The Ethereum Classic (ETC) blockchain recently suffered the first high-profile hack of 2019. In a cryptocurrency nightmare scenario, a malicious actor successfully performed a 51% attack. As a result, they were able to siphon almost 220,000 ETC tokens from the blockchain – the rough equivalent of over $1 million USD. The attack targeted multiple exchanges and rewrote the blockchain’s ledger at will – reorganizing in a way that allowed the hacker to ‘double spend’ ETC.
The idea of a 51% attack is not new. The process itself was theorized years ago, in relation to the Bitcoin blockchain itself. If a single entity can secure the majority of a blockchain’s hash rate, they can reverse their own transactions. This allows a ‘double spend’, or a coin existing in both the sender and the receivers wallet after the transaction is completed. However, with the staggering size of Bitcoin’s overall mining pool, a 51% attack is unlikely. This is not the case for smaller Proof of Work altcoins like Ethereum Classic.

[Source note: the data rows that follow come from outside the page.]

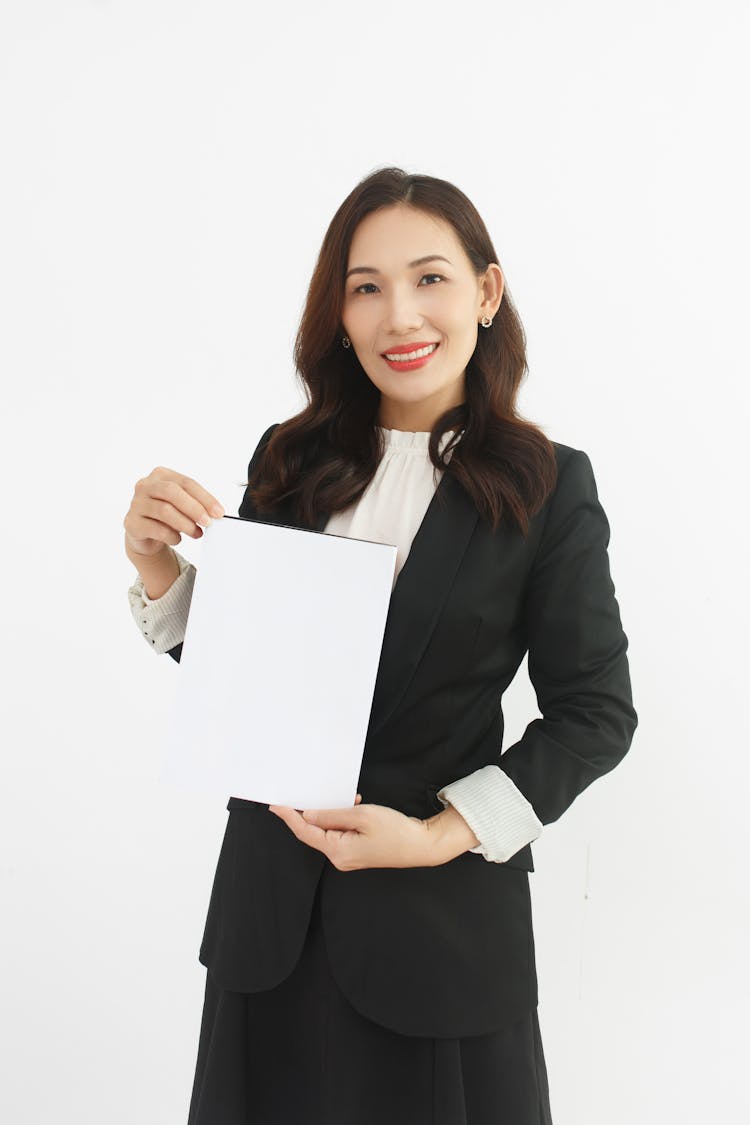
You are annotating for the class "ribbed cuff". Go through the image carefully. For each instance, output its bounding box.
[437,765,543,863]
[127,548,197,654]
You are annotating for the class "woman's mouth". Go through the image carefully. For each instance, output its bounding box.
[382,344,440,371]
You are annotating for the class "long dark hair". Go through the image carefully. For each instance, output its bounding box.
[247,168,557,536]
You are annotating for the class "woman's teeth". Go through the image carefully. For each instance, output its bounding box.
[386,344,437,363]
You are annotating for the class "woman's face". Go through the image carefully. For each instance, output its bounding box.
[342,204,503,431]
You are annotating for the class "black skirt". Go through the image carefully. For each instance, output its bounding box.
[188,885,552,1125]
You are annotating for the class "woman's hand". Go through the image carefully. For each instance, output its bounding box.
[123,466,224,556]
[269,793,445,871]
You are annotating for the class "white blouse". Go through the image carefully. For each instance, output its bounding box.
[128,428,543,863]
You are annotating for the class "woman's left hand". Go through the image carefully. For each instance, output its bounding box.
[269,793,445,871]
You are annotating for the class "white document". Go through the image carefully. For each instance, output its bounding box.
[162,516,397,809]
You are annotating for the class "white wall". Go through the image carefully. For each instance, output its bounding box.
[0,0,750,1125]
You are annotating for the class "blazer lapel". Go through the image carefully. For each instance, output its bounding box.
[254,473,479,738]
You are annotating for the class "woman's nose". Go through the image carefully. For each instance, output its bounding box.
[383,290,422,335]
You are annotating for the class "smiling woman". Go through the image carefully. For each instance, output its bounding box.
[125,168,638,1125]
[342,204,504,431]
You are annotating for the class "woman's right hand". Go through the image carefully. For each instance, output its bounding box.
[123,466,224,556]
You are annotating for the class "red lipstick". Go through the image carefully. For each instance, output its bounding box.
[382,340,440,371]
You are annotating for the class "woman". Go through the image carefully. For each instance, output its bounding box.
[125,168,638,1125]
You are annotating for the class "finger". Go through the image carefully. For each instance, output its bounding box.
[124,514,184,547]
[269,804,329,854]
[136,479,224,534]
[302,808,363,831]
[166,475,225,522]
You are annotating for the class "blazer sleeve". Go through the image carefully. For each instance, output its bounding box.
[166,422,279,664]
[499,450,638,825]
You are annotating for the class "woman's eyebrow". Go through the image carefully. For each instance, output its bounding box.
[344,254,453,281]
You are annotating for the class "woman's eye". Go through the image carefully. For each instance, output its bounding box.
[354,273,445,294]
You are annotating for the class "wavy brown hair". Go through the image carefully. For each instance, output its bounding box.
[247,168,557,536]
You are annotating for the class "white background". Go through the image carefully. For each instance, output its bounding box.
[0,0,750,1125]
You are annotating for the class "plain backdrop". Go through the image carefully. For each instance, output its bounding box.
[0,0,750,1125]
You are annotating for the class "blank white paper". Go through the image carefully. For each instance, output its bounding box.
[162,516,397,809]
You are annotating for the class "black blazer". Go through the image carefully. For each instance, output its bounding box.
[171,425,638,1037]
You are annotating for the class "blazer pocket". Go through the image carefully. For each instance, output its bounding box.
[226,797,268,812]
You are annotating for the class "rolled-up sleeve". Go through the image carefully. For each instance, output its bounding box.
[127,551,196,654]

Ethereum Classic: Genesis and Exodus
Ironically, Ethereum Classic’s original creation hinged upon vulnerability in security. When $168 million USD in Ether went missing from the Ethereum blockchain, the user base sundered. Some wanted to reverse the transaction and return the tokens to their original owner – venture capital firm DAO. Others insisted on preserving the immutability of the chain. The main Ethereum branch chose to reverse the transaction – creating a hard fork of their blockchain to do so. ETC’s splinter group hard forked from the original chain a week later, without the added reversal. They included several small technical changes.
Ethereum Classic enjoyed some success, including a much coveted position on Coinbase. However, the long bear market of 2018 ultimately took its toll. In early December, ETC’s main developer team abandoned the project due to lack of funds. Without dedicated developers to quickly respond to issues, the chain became ripe for an attack.
Coinbase Halts Trading
In another major blow to Ethereum Classic, Coinbase quickly halted trading in the token after they identified the attack. While no double spend transactions occurred within the Coinbase ecosystem, the exchange still felt it prudent to pause ETC until the situation could be resolved.
In Ethereum Classic’s favor, the price of ETC tokens moved very little in response to the attack. Losing only a total of 10% between their recent high and current value, Ethereum Classic weather the storm better than could be expected. However, given the success of the attack and the loss of their main development team, Ethereum Classic’s future is far from certain.